In the first episodes of the Looming Tower, the Hulu original series based on a book by the same name, there’s a reference to the public being distracted by the Bill Clinton–Monica Lewinski sex scandal in 1998. This was despite Al Qaeda having attacked two overseas American sites that same year. The series uses the coverage of the scandal as a metaphor for the turf wars between three parties: the CIA, and between the Washington and the New York field offices of the FBI. The three units’ failure to cooperate in the aftermath of these attacks outside the US in 1998 were contributing factors in the authorities’ failure to prevent the attacks within the US on September 11, 2001.
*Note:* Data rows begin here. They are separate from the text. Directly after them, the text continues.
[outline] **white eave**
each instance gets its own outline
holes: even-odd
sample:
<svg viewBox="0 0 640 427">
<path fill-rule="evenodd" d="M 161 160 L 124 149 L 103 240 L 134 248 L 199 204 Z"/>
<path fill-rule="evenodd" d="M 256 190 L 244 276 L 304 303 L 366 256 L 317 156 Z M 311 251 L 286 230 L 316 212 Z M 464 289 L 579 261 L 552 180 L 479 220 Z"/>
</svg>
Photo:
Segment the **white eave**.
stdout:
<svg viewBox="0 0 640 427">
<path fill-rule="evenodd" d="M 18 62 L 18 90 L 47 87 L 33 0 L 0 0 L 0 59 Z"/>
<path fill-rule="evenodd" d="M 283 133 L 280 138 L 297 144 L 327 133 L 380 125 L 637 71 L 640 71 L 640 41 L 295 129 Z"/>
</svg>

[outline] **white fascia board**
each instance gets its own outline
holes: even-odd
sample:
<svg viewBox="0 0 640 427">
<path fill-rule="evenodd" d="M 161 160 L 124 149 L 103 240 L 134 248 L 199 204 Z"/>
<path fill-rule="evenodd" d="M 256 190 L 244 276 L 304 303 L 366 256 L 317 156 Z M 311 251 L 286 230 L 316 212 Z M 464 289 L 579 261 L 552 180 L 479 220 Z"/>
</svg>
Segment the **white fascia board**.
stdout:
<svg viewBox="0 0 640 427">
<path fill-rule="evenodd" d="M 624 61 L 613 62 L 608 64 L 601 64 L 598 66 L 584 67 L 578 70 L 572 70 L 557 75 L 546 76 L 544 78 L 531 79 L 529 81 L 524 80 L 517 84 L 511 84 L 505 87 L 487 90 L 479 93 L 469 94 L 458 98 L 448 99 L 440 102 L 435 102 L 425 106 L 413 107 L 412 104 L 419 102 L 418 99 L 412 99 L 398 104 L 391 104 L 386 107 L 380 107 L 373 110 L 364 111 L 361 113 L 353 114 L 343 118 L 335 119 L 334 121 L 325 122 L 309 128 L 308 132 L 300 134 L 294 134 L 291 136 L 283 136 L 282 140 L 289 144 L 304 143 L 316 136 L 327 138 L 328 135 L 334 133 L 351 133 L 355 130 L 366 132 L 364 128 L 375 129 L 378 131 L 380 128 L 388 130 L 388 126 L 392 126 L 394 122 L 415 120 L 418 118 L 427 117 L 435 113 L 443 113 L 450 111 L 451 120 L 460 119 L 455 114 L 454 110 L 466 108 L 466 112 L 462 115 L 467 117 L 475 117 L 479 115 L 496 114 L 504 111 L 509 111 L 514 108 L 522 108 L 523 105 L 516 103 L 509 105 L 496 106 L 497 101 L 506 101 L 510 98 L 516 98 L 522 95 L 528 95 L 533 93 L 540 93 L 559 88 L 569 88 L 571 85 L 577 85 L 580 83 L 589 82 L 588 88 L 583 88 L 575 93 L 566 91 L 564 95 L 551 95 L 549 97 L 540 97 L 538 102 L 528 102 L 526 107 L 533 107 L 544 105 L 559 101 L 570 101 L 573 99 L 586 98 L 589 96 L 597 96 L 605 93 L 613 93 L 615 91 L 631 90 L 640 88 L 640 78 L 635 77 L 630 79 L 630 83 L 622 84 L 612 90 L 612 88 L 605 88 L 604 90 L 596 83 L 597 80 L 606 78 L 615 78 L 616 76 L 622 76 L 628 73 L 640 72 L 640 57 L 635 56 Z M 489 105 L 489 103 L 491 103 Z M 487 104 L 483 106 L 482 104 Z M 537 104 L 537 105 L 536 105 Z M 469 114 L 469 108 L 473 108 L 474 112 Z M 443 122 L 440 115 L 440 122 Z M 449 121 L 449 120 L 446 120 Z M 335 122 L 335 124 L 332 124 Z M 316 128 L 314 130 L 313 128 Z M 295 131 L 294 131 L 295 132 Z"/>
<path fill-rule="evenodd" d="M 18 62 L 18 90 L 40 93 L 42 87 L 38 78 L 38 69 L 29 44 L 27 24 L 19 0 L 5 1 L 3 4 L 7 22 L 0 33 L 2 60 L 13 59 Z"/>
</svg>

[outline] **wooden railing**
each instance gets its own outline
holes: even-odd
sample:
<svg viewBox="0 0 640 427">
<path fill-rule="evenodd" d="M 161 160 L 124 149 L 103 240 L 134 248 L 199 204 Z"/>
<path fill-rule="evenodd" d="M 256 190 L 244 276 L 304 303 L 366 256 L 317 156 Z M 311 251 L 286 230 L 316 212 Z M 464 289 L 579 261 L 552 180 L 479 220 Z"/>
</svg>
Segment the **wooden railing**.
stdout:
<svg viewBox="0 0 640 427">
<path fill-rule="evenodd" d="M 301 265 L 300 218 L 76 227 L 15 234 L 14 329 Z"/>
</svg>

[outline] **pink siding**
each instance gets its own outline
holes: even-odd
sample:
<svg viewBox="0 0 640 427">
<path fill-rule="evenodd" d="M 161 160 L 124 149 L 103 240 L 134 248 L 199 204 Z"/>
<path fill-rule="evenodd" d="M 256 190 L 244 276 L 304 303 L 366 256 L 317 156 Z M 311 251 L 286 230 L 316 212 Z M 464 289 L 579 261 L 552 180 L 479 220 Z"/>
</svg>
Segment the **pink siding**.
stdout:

Just as the public was distracted, breathlessly following the presidential sex scandal, all of us Americans took our eyes off the proverbial ball. Instead of paying attention to a terrorist attack against the United States, largely because it was on foreign soil, we were obsessing over the details of, as one character in The Looming Tower quips, “a cum stain on a dress.”

American broadcast historian Susan Douglas made a similar point about the American public aftermath of the September 11th attacks. In 2006, she wrote in “The Turn Within: The Irony of Technology in a Globalized World” that while American isolationism is nothing new…it is striking that during this particular period, when technological capabilities and geopolitical exigencies should have interacted to expand America’s global vision, just the opposite occurred.” She terms this the “turn within.”

One can make the same argument today. The only time most Americans see a foreign place represented is, perhaps, in the Instagram posts of our friends, who shared some stylized snaps and stories of their trips to whatever place they went to, what remote terrain they encountered, and what exotic snacks they ingested.

And that brings me to the just-aired 60 Minutes interview with Stephanie Clifford, more widely known “Stormy Daniels.” I agree that this scandal is more about the salacious details over an extramarital affair between a then-TV celebrity and a porn actress—it is also about abuse of power in trying to silence her during the 2016 presidential campaign. It further begs the question whether did this patten of behavior continued against others after Trump assumed the presidency.

News coverage such as this comes at the expense of reporting on other things, such as what the Trump Administration is doing with regards to foreign policy. In the last month, the Trump Administration’s top diplomat and its national security advisor were replaced by two hawkish ideologues—Tea Party nationalist Mike Pompello and right-wing warmonger John Bolton. As tensions are high between the US and several other nuclear states—Russia, China, North Korea—it would be great if we could learn more about what elevating these two men to such high positions might mean. It would also be great if we had a clue about where else we might face a potential conflict in the future.

Then again, we Americans might just satisfy ourselves with surveiling and harrassing our friends on social media.